NIH renews knockout mouse project for 3rd time

A laboratory mouse

The University of California, Davis, has received over $12 million from the National Institutes of Health for the third and final five-year phase of the Knockout Mouse Phenotyping Project (KOMP2).

‘Knockout’ mice are bred in a laboratory with specific genes silenced or ‘knocked out’. They have been valuable tools for research on a wide range of diseases and conditions, used in 4,676 published papers so far.

The goal of this final phase is to produce and phenotype hundreds of knockout mouse models for genes with little to no known function, to better understand the genetic bases for diseases in humans and animals. 

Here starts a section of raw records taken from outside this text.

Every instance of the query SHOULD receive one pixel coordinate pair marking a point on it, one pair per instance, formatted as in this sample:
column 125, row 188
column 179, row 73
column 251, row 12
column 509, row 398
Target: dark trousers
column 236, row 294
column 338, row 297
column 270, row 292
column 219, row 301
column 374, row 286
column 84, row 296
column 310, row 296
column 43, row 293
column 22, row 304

UC Davis is the lead organisation in a consortium involving a partnership with The Centre for Phenogenomics in Toronto. Its Mouse Biology Program is a global leader in innovation and translational research to develop and optimise mouse models of human and animal disease. For example, the knockout mice have helped identify genes related to eye disease and autism spectrum disorder.

Institutions in 15 countries

The Jackson Laboratory in Bar Harbor, Maine, and a consortium led by Baylor College of Medicine in Houston, also received separate NIH awards under this phase of the KOMP2 program. 

All three awardees will continue to participate in the International Mouse Phenotyping Consortium (IMPC) of 21 institutions in 15 countries that have, to date, produced and studied over 8,000 knockout mouse lines.

Gene knockout mice exist for about 75% of the corresponding genes in the human genome. It is hoped the new KOMP2 awards and collaborative efforts by other IMPC members over the next five years will increase this close to 100%.

Next-generation strategies

“As the flagship project in the NIH KOMP2 program, UC Davis has built a solid reputation for providing innovative approaches and next-generation strategies to catalyse and accelerate the development of genetically altered mouse models for biomedical research,” said principal investigator Kent Lloyd, Professor in the Department of Surgery in the UC Davis School of Medicine and Director of the UC Davis Mouse Biology Program.

“Our team is excited to continue our participation and leadership in the KOMP2 and IMPC to assist researchers, translational investigators and clinician scientists identify, access and use the most appropriate mouse models to study functional genomics in health and disease.”